السبت، 1 يناير 2011

Mycosis fungoides

 The disease, is not a fungal infection but rather a type of non-Hodgkin's lymphoma. It was so named because Alibert ( who first described mycosis fungoides in 1806 ) described the skin tumors of a severe case as having a mushroom-like appearance

The cause of mycosis fungoides is unknown .It is rare for the disease to appear before age 20, and it appears to be noticeably more common in males than females, especially over the age of 50 . The average age of onset is between 45 and 55 years of age for patients with patch and plaque disease only, but is over  for patients who present with tumours, erythroderma (red skin) or a leukemic form (the Sézary syndrome).

Typical visible symptoms include rash like patches, tumors, or lesions. Itching  is common, perhaps in 20% of patients, and is not universal.
Diagnosis is sometimes difficult because the early phases of the disease often resemble eczema or even psoriasis.

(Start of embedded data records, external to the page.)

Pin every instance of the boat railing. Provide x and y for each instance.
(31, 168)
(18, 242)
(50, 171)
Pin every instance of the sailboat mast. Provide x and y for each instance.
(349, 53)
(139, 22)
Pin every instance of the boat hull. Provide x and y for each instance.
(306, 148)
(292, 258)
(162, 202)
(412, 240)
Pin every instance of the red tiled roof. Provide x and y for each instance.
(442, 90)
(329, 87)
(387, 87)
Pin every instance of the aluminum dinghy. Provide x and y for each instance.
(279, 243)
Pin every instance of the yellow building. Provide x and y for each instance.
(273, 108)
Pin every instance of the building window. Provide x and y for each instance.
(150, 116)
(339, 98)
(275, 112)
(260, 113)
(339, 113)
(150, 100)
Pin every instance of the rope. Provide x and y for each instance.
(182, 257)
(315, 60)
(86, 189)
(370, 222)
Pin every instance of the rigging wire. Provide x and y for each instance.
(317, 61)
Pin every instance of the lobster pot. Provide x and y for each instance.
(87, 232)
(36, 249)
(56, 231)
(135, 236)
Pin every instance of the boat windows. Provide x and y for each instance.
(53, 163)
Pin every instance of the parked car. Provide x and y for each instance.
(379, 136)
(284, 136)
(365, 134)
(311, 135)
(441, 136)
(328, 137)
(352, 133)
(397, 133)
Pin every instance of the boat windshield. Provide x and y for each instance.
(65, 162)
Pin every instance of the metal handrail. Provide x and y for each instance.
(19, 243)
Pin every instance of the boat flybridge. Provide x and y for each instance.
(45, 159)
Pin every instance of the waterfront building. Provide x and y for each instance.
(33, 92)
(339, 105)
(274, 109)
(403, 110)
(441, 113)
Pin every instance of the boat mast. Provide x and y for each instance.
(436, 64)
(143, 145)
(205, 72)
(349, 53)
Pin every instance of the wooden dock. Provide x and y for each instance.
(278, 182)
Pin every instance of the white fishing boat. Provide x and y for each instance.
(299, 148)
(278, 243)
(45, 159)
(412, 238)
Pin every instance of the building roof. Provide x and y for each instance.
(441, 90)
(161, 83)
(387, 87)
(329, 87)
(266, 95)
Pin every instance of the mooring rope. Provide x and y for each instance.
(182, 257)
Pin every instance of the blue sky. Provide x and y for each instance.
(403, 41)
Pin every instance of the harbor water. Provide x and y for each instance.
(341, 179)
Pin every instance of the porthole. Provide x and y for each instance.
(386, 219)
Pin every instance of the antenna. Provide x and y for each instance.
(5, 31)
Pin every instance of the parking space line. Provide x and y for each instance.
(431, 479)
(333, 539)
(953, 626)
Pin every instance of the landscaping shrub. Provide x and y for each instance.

If treatment is successful the disease can go into a non-progressing state with clinically clear examination and various tests .Common treatments include simple sunlight, ultraviolet light, topical steroids, topical and systemic chemotherapies, local superficial radiotherapy, the histone deacetylase inhibitor vorinostat, total skin electron beam radiation, photopheresis and systemic therapies (e.g. interferons, retinoids, rexinoids) or biological therapies. Treatments are often used in combination
Encourage the use of supportive treatments in patients with mycosis fungoides to decrease pruritus and to lubricate the skin. Nonspecific antipruritic treatments used to control symptoms are useful and often necessary adjuncts to more specific therapies. Patients should avoid sun exposure and remain in a cool environment.